One of my favorite subjects is factions and the nature if divisions within American politics, and especially with American political parties. Very smart polisci guy John Judis has a piece in the New Republic that includes an analysis of the current divisions with the nation Republican Party - especially among Republicans in the House of Representatives. Remember that since House members are elected from relatively small districts, they are more likely to represent smaller, more ideologically clear constituents.
Judis argues that the compromises Obama made in the recent fiscal cliff deal - where certain issues like sequestration and dealing with the debt ceiling were postponed for two months - were designed to allow him to exploit these divisions when it comes time to negotiate. We will see whether his analysis is correct soon enough, but for now this seems to be a good way to understand the nature of House Republican Caucus. Remember that a party in Congress is only powerful if they are unified. Democrats made gains in the recent election and if a dozen or so Republicans vote with them on issues where they are unified - they win.
Here's Judis' full article, and here is his look at the three key divisions within the party in the House:
There are at least three different
kinds of divisions that have become visible. First is between the Senate
and the House. Senate Republicans, who are in a minority, have proven
more amenable to compromise on fiscal issues. Unlike most Republican
House members, many senators can’t count on being re-elected by solid
Republicans majorities. McConnell himself comes from a state where
Democrats still hold most of the state offices.
Secondly, there is a regional division in
the party between the deep South, which contains many of the diehard
House Republicans, and the Republicans from the Northeast, industrial
Midwest, and the Far West. In the House vote on the fiscal cliff,
Republican House members from the deep South opposed it by 83 to 10,
while Republicans from the Northeast favored it by 24 to one, and those
from the Far West by 17 to eight. After the Republican leadership
refused to bring a Sandy hurricane relief bill to the floor before the
end of the session – effectively killing it – New York Republican Peter
King called on New York and New Jersey Republicans to withhold donations to the GOP. New Jersey Governor Chris Christe blew his top at the House Republicans.
Third, there is a division among Republican lobbies, political
organizations and interest groups that surfaced in the wake of the
election and once again this week.
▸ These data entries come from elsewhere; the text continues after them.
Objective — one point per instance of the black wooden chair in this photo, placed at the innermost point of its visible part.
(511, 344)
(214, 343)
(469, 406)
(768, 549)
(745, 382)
It’s not easy to define, but it runs
between pro-business conservatives, on the one hand, and the right-wing
libertarians of the Tea Party and Club for Growth and their billionaire
funders. Grover Norquist and Americans for Tax Reform gave their approval the
Senate bill. The Chamber of Commerce grudgingly endorsed the final
bill, and the National Federation of Independent Business said the tax
provisions were acceptable. The Club for Growth, the Koch Brothers’
Americans for Prosperity, FreedomWorks (which itself has fallen under
the sway of its most ideological elements), and the Tea Party Patriots
opposed any compromise.
These divisions don’t necessarily augur the kind of formal split that
wrecked the Whig Party in the 1850s. Nor do they suggest widespread
defection of Republicans into the Democratic Party as happened during
the 1930s. There is still far too much distance between, say, McConnell
and Democratic Majority Leader Harry Reid. But they do suggest that a
process of erosion is under way that will weaken the Republicans’
ability to maintain a united front against Democratic initiatives. That
could happen in the debates over the sequester and debt ceiling if Obama
and the Democrats make the kind of public fuss that they did over
fiscal cliff.
This analysis applies only to Republicans in the US House. Texas Republicans are far more unified, so we will see little division among members of the Texas delegation - they are ideologically very similar. Same goes for the Texas House, though the nature of local issues makes divisions far more likely in the Texas Legislature, but - with some exceptions - for local policy reasons, not ideological ones. So this analysis does not apply to internal state politics.